Bug #505
closedosd assert on flab
0%
Description
When running a few tests with radostool, I hit an assert in the OSD:
(12:12:48 PM) colinm@newdream.net/: osd/ReplicatedPG.cc: In function 'void ReplicatedPG::eval_repop(ReplicatedPG::RepGather*)':
osd/ReplicatedPG.cc:2024: FAILED assert(repop_queue.front() == repop)

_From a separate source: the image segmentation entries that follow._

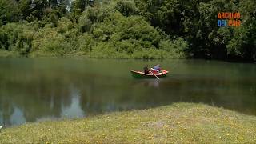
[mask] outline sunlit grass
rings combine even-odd
[[[76,120],[7,128],[1,143],[255,142],[256,117],[203,104],[175,103]]]

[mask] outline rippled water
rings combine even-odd
[[[134,79],[160,63],[168,77]],[[173,102],[256,115],[256,65],[205,60],[0,58],[0,125],[19,125]]]

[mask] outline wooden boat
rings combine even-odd
[[[166,77],[168,74],[167,70],[161,70],[162,72],[159,74],[155,74],[158,78]],[[156,77],[153,74],[145,74],[142,71],[130,70],[130,73],[133,77],[136,78],[156,78]]]

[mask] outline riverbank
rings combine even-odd
[[[0,143],[253,142],[256,117],[203,104],[175,103],[2,130]]]

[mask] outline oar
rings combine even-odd
[[[157,75],[155,75],[151,70],[150,70],[150,71],[153,74],[153,75],[154,75],[158,79],[159,79]]]

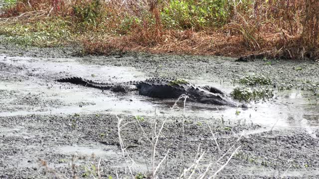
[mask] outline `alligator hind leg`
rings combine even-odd
[[[129,92],[139,89],[135,85],[118,85],[112,87],[110,90],[114,92]]]

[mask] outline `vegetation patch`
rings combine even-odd
[[[174,86],[182,84],[188,84],[189,83],[185,80],[177,79],[175,80],[172,80],[168,83],[168,85]]]
[[[80,43],[87,53],[94,54],[108,54],[109,51],[104,50],[107,47],[230,56],[266,53],[270,58],[286,59],[319,57],[319,26],[313,25],[319,21],[318,0],[4,2],[0,34],[22,45],[61,45],[66,42],[62,39],[67,41],[70,36],[75,36],[71,38],[72,42]],[[52,19],[57,24],[53,24]],[[68,23],[66,29],[61,19]],[[37,23],[48,27],[43,30]],[[12,24],[21,26],[16,27],[18,33],[12,32],[14,29],[7,26]],[[109,40],[110,37],[115,40]]]
[[[240,101],[257,102],[274,96],[273,90],[266,88],[250,89],[237,87],[230,93],[232,97]]]
[[[73,41],[72,27],[65,19],[3,24],[0,35],[8,36],[4,40],[24,46],[40,47],[63,46]]]
[[[239,79],[239,83],[242,84],[255,86],[258,85],[271,85],[272,81],[269,78],[260,74],[250,74],[242,77]]]

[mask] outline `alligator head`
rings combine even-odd
[[[231,98],[227,97],[223,92],[220,90],[216,91],[215,89],[212,90],[206,90],[206,88],[191,88],[188,91],[189,94],[191,94],[192,98],[198,102],[217,104],[220,105],[228,105],[231,107],[239,107],[243,108],[248,108],[248,105],[245,104],[239,104],[234,101]]]

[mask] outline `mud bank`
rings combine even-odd
[[[122,125],[128,123],[120,134],[135,163],[134,175],[150,176],[150,138],[156,118],[159,126],[167,119],[157,146],[157,165],[169,149],[160,178],[180,176],[183,166],[194,162],[199,146],[205,156],[195,171],[197,176],[233,145],[226,157],[212,166],[209,176],[240,146],[218,178],[319,178],[319,108],[311,103],[319,83],[316,62],[245,63],[220,57],[136,53],[80,57],[79,51],[3,44],[0,48],[0,178],[70,178],[70,162],[76,166],[76,175],[85,177],[89,175],[87,168],[100,160],[103,178],[116,178],[117,173],[130,177],[120,147],[117,116]],[[170,109],[174,99],[102,92],[54,81],[74,76],[106,82],[169,77],[229,92],[237,85],[234,81],[249,73],[263,74],[294,90],[252,104],[252,108],[240,109],[238,115],[235,108],[187,102],[183,117],[181,102],[179,108]],[[77,157],[72,160],[74,154]],[[45,175],[38,159],[46,161],[52,173]]]
[[[123,124],[136,121],[134,116],[122,115],[120,117],[124,120]],[[122,177],[125,175],[126,165],[119,147],[115,115],[27,115],[1,117],[0,119],[2,122],[0,162],[2,178],[42,178],[43,169],[38,167],[38,158],[45,160],[57,174],[70,177],[71,170],[67,163],[74,153],[87,157],[76,163],[78,176],[85,173],[83,166],[98,162],[100,159],[102,177],[115,178],[117,170]],[[146,136],[151,136],[154,118],[146,117],[145,119],[141,125]],[[160,124],[164,118],[159,116],[157,120]],[[201,122],[204,119],[200,118],[169,117],[168,120],[157,149],[158,162],[167,149],[170,151],[160,170],[161,178],[174,178],[180,175],[182,151],[184,165],[189,166],[199,145],[205,150],[205,157],[201,161],[197,172],[203,172],[210,163],[217,160],[220,154],[208,124],[213,127],[222,153],[233,144],[241,146],[218,175],[220,178],[277,178],[279,175],[289,178],[315,179],[319,176],[319,164],[316,159],[319,157],[319,140],[304,131],[262,132],[262,128],[258,125],[222,126],[220,123],[214,121]],[[244,132],[245,134],[236,142],[243,130],[255,133]],[[149,174],[151,146],[140,127],[131,123],[122,129],[121,135],[128,152],[136,163],[133,168],[134,174]],[[92,153],[95,155],[93,159],[90,158]],[[225,162],[224,160],[220,163]],[[214,166],[210,175],[218,167]],[[52,177],[53,174],[48,175]]]

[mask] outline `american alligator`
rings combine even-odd
[[[109,90],[115,92],[139,91],[140,95],[160,98],[177,98],[181,94],[188,96],[191,101],[206,104],[247,107],[246,104],[236,103],[220,90],[211,87],[196,87],[183,80],[152,78],[143,81],[130,81],[118,84],[94,82],[79,77],[57,80],[87,87]]]

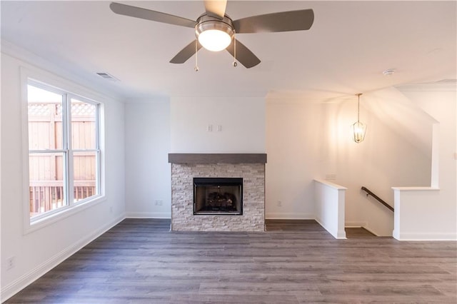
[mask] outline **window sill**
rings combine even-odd
[[[63,210],[61,211],[56,212],[55,213],[50,214],[49,216],[36,219],[35,221],[31,219],[29,217],[27,217],[25,221],[26,223],[24,223],[24,234],[29,234],[37,230],[41,229],[42,228],[61,221],[64,218],[68,218],[69,216],[76,214],[87,209],[88,208],[91,208],[105,201],[106,197],[104,196],[99,196],[86,201],[76,203],[71,206],[63,208]]]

ceph version 0.22 (commit:032d5055483bbab4c6512c7b7b487707645da4ef)
1: (ReplicatedPG::eval_repop(ReplicatedPG::RepGather*)+0x84b) [0x683d83]
2: (ReplicatedPG::repop_ack(ReplicatedPG::RepGather*, int, int, int, eversion_t)+0x25c) [0x684004]

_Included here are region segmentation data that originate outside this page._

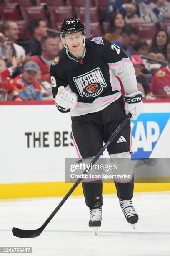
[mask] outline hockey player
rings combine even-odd
[[[138,91],[132,63],[116,45],[102,37],[86,39],[84,25],[77,18],[66,19],[61,28],[65,49],[52,61],[52,90],[58,110],[70,112],[73,141],[80,158],[92,159],[125,115],[135,120],[142,110],[142,92]],[[121,79],[125,102],[120,92]],[[134,103],[135,102],[135,103]],[[114,140],[108,147],[111,158],[130,158],[130,122],[121,130],[123,143]],[[82,182],[90,227],[101,226],[102,181]],[[132,204],[134,183],[116,184],[120,205],[127,221],[138,216]]]

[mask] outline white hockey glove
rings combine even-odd
[[[138,91],[130,94],[125,94],[125,96],[126,115],[130,112],[132,114],[131,120],[136,120],[143,110],[142,92]]]
[[[58,106],[64,109],[72,110],[76,105],[78,96],[74,92],[65,91],[64,86],[60,86],[55,97],[55,101]]]

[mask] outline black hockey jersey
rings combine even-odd
[[[78,96],[72,116],[100,111],[119,98],[121,87],[116,76],[126,93],[138,90],[132,63],[118,46],[102,37],[88,38],[85,43],[80,59],[64,49],[50,68],[54,97],[62,85]]]

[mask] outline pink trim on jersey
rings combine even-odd
[[[121,62],[131,62],[131,61],[130,60],[129,60],[129,59],[124,59],[122,61],[120,62],[119,63],[114,63],[113,64],[108,64],[109,67],[111,66],[111,67],[112,67],[113,66],[120,66],[120,65],[121,65]]]
[[[104,98],[103,99],[100,99],[100,100],[96,100],[95,103],[98,103],[98,102],[104,101],[105,100],[111,100],[112,99],[115,99],[115,98],[116,98],[118,94],[117,94],[116,95],[114,96],[112,96],[111,97],[105,97],[105,98]]]
[[[130,128],[130,152],[132,152],[132,129]]]
[[[79,107],[79,106],[80,106],[80,104],[81,104],[82,102],[78,102],[77,104],[76,104],[76,107]]]
[[[113,180],[117,182],[118,182],[119,183],[128,183],[128,182],[130,182],[130,181],[131,181],[131,180],[133,179],[133,177],[134,176],[133,175],[132,179],[130,179],[130,180],[128,180],[128,181],[126,181],[126,182],[120,182],[119,180],[118,180],[116,179],[113,179]]]
[[[75,150],[76,150],[76,151],[77,151],[77,154],[78,155],[78,158],[80,159],[82,159],[82,157],[81,156],[80,153],[79,152],[79,150],[78,150],[78,147],[77,146],[77,145],[76,144],[76,143],[75,142],[75,140],[74,139],[74,138],[73,135],[72,135],[72,140],[73,141],[73,143],[74,143],[74,144],[75,145]]]
[[[68,86],[68,88],[66,89],[66,91],[68,91],[68,90],[71,90],[70,87],[70,86]]]
[[[92,181],[95,181],[95,180],[102,180],[102,179],[100,179],[98,178],[98,179],[88,179],[87,181],[82,181],[82,182],[90,182]]]

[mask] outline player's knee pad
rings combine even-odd
[[[117,169],[114,170],[115,182],[127,183],[132,180],[133,177],[133,168],[130,165],[131,154],[129,152],[110,155],[111,162],[116,164]]]
[[[83,167],[83,172],[86,168],[88,169],[88,170],[90,170],[87,172],[86,176],[82,180],[82,182],[90,182],[96,180],[100,180],[102,179],[101,177],[101,175],[100,174],[99,163],[98,161],[93,165],[90,164],[94,156],[92,157],[88,157],[87,158],[82,159],[81,161],[81,166]],[[101,161],[98,160],[98,161]]]

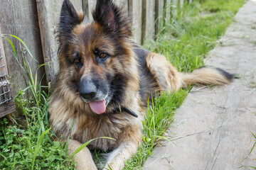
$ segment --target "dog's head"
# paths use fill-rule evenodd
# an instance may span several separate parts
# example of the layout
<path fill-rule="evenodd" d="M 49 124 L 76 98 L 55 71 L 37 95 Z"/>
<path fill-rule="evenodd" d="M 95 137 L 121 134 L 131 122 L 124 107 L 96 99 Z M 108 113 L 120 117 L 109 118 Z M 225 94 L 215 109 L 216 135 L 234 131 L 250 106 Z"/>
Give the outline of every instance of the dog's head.
<path fill-rule="evenodd" d="M 129 43 L 131 26 L 121 9 L 112 1 L 97 0 L 92 16 L 94 21 L 84 24 L 83 15 L 70 0 L 64 1 L 58 35 L 60 74 L 70 90 L 100 114 L 107 106 L 122 103 L 129 75 L 136 72 L 131 70 L 135 60 Z"/>

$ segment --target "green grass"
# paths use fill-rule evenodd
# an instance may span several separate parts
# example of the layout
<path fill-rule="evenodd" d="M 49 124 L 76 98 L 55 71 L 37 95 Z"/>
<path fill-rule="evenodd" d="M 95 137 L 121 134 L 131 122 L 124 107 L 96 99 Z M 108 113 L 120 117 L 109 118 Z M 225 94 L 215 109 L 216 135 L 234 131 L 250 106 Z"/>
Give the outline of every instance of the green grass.
<path fill-rule="evenodd" d="M 156 42 L 144 47 L 161 53 L 180 72 L 191 72 L 203 66 L 203 60 L 212 50 L 244 0 L 196 1 L 184 6 L 162 27 Z M 171 126 L 173 115 L 187 96 L 189 89 L 172 95 L 163 94 L 149 106 L 144 123 L 144 142 L 138 152 L 126 162 L 124 169 L 140 169 L 152 149 Z M 171 151 L 170 151 L 171 152 Z"/>
<path fill-rule="evenodd" d="M 165 21 L 167 24 L 161 29 L 156 41 L 147 42 L 144 46 L 166 56 L 179 71 L 191 72 L 203 65 L 203 59 L 224 33 L 244 0 L 203 1 L 202 4 L 195 1 L 178 10 L 171 21 Z M 4 36 L 9 41 L 17 59 L 11 38 L 18 38 Z M 30 54 L 26 44 L 21 42 Z M 20 65 L 24 74 L 30 77 L 29 86 L 16 94 L 15 101 L 25 120 L 17 123 L 18 120 L 10 116 L 1 119 L 0 167 L 1 169 L 73 169 L 75 163 L 68 157 L 66 144 L 52 140 L 54 135 L 48 123 L 47 110 L 50 89 L 37 84 L 37 75 L 32 74 L 36 72 L 30 69 L 26 60 L 23 62 Z M 32 94 L 29 99 L 24 97 L 28 91 Z M 143 142 L 137 153 L 125 163 L 124 169 L 141 169 L 154 147 L 166 139 L 163 135 L 171 126 L 175 110 L 188 92 L 188 89 L 181 89 L 172 95 L 164 94 L 149 106 L 143 123 Z"/>

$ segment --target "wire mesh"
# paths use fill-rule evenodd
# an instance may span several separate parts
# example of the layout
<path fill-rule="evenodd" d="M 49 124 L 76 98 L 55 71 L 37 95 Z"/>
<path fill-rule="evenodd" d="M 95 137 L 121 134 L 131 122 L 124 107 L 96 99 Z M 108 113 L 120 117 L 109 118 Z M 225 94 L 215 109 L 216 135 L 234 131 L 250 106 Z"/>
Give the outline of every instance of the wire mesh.
<path fill-rule="evenodd" d="M 7 80 L 7 74 L 0 47 L 0 105 L 11 100 L 10 84 Z"/>

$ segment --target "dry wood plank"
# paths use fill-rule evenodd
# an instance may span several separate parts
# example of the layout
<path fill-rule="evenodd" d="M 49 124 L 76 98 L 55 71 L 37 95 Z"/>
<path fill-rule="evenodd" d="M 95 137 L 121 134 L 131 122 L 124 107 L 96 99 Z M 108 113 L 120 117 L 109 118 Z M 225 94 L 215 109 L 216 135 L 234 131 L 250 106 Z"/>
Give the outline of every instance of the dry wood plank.
<path fill-rule="evenodd" d="M 43 63 L 36 1 L 1 1 L 0 8 L 0 27 L 2 33 L 15 35 L 25 42 L 38 62 L 29 55 L 18 40 L 11 38 L 16 49 L 18 61 L 23 63 L 23 56 L 35 72 L 36 67 Z M 16 60 L 9 42 L 5 38 L 3 40 L 9 81 L 11 82 L 13 93 L 16 94 L 19 89 L 23 89 L 28 86 L 27 82 L 29 79 Z M 38 72 L 38 82 L 43 72 L 44 69 L 41 67 Z"/>
<path fill-rule="evenodd" d="M 59 67 L 56 35 L 63 1 L 36 0 L 44 62 L 50 62 L 48 66 L 46 67 L 48 82 L 54 81 Z M 78 12 L 82 11 L 82 1 L 71 0 L 71 2 Z"/>
<path fill-rule="evenodd" d="M 159 31 L 159 29 L 162 26 L 163 23 L 163 15 L 164 15 L 164 0 L 156 0 L 156 6 L 155 6 L 155 33 L 157 34 Z"/>
<path fill-rule="evenodd" d="M 166 8 L 166 23 L 169 23 L 171 21 L 171 8 L 172 8 L 172 1 L 171 0 L 166 0 L 165 1 L 165 8 Z"/>
<path fill-rule="evenodd" d="M 142 0 L 129 0 L 129 15 L 132 17 L 133 39 L 138 44 L 142 41 Z"/>
<path fill-rule="evenodd" d="M 155 0 L 143 0 L 142 2 L 142 42 L 154 38 Z"/>
<path fill-rule="evenodd" d="M 8 80 L 6 79 L 6 75 L 8 75 L 8 70 L 6 69 L 7 65 L 5 59 L 3 40 L 1 34 L 1 32 L 0 28 L 0 56 L 1 56 L 1 58 L 0 58 L 0 66 L 2 67 L 2 64 L 4 66 L 4 67 L 0 68 L 0 94 L 3 94 L 4 92 L 7 92 L 11 90 L 11 85 Z M 11 91 L 8 92 L 6 95 L 6 96 L 4 96 L 4 95 L 0 96 L 1 103 L 2 103 L 6 98 L 10 99 L 8 102 L 0 104 L 0 118 L 12 113 L 16 108 L 14 101 L 11 97 Z"/>

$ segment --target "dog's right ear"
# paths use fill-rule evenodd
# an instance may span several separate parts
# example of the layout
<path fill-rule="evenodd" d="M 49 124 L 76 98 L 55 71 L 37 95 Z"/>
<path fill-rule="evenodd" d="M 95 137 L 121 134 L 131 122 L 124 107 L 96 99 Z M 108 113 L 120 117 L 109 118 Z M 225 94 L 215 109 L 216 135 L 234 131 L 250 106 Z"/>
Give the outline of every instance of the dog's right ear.
<path fill-rule="evenodd" d="M 60 43 L 70 40 L 71 32 L 75 26 L 82 21 L 83 14 L 78 14 L 70 0 L 64 0 L 59 25 L 58 38 Z"/>

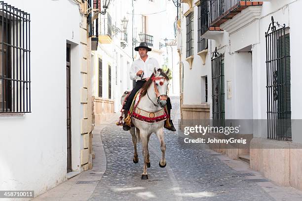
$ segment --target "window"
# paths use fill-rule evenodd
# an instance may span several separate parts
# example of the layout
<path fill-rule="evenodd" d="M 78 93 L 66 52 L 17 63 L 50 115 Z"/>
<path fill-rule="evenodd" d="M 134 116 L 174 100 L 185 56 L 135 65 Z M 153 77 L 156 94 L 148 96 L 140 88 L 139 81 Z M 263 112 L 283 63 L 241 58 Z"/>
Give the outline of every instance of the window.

3: (ReplicatedPG::sub_op_modify_reply(MOSDSubOpReply*)+0xfd) [0x68410d]
4: (ReplicatedPG::do_sub_op_reply(MOSDSubOpReply*)+0x96) [0x68db00]

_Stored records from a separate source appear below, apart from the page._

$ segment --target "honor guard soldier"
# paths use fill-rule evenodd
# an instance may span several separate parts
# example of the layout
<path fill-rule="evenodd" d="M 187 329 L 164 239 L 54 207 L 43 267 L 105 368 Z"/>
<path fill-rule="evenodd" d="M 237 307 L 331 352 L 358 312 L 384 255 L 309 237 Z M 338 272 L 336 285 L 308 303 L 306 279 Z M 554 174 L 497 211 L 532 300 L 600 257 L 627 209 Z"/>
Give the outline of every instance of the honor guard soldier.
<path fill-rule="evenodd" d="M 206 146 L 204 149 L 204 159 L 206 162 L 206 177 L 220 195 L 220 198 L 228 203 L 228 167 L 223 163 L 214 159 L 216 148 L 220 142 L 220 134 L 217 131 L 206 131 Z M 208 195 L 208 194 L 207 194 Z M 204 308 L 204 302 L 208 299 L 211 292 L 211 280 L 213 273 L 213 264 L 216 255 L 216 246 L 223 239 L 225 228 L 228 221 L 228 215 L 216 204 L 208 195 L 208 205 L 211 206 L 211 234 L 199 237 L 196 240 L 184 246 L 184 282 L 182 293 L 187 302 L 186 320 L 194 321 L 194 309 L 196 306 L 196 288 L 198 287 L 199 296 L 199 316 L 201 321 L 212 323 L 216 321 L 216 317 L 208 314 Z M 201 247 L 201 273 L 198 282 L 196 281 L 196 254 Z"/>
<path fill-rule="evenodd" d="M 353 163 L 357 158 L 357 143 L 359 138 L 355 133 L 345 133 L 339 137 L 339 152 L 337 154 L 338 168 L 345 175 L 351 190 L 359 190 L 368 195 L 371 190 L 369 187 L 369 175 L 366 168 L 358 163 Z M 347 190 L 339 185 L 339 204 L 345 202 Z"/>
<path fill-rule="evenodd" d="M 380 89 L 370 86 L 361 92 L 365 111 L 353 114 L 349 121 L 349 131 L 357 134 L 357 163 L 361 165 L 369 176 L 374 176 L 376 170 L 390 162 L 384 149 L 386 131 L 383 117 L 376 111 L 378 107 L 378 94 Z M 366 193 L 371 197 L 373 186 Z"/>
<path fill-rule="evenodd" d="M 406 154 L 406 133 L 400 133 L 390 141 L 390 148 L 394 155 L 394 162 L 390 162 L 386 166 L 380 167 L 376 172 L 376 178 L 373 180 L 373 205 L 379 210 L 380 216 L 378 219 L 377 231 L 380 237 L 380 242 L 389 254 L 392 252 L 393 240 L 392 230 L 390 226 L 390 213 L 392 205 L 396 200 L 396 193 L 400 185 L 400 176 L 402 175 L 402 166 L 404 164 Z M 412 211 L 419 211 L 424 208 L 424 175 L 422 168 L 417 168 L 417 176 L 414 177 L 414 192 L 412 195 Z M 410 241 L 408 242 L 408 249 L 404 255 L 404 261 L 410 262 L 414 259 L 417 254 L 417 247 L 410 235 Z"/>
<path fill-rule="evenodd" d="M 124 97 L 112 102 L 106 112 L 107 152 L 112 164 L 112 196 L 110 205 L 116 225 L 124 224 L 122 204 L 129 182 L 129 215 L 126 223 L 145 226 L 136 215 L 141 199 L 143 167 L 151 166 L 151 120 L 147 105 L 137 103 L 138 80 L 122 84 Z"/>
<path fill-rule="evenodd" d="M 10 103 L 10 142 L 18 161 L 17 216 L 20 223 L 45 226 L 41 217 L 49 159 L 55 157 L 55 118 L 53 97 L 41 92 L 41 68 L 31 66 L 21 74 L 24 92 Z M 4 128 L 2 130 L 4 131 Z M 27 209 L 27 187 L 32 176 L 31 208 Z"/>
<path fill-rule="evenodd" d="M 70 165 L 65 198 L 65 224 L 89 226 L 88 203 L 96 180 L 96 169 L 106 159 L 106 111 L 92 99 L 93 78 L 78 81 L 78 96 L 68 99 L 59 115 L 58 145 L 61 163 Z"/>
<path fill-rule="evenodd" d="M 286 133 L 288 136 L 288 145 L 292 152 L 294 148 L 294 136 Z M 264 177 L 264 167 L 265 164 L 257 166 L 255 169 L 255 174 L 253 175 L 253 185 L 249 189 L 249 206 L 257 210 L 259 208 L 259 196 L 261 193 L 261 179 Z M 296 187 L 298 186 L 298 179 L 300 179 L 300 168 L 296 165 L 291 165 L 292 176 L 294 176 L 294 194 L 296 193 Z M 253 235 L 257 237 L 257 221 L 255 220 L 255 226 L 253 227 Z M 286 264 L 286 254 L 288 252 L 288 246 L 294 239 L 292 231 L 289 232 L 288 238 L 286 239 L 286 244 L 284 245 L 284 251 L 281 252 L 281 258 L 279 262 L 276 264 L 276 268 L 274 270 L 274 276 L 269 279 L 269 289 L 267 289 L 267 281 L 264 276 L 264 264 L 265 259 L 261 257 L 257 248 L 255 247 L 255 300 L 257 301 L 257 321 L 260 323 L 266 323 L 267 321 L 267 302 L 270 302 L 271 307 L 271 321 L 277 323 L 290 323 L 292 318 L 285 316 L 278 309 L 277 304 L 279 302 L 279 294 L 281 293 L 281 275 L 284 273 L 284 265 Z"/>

5: (OSD::dequeue_op(PG*)+0x26f) [0x6dfe23]
6: (OSD::OpWQ::_process(PG*)+0x21) [0x75f47f]
7: (ThreadPool::WorkQueue<PG>::_void_process(void*)+0x28) [0x71cda0]
8: (ThreadPool::worker()+0x23a) [0x820f84]
9: (ThreadPool::WorkThread::entry()+0x19) [0x762533]
10: (Thread::_entry_func(void*)+0x20) [0x667f28]
11: (()+0x68ba) [0x7f5e3521d8ba]
12: (clone()+0x6d) [0x7f5e341d102d]
configuration: vstart.sh standard with 2 OSDs.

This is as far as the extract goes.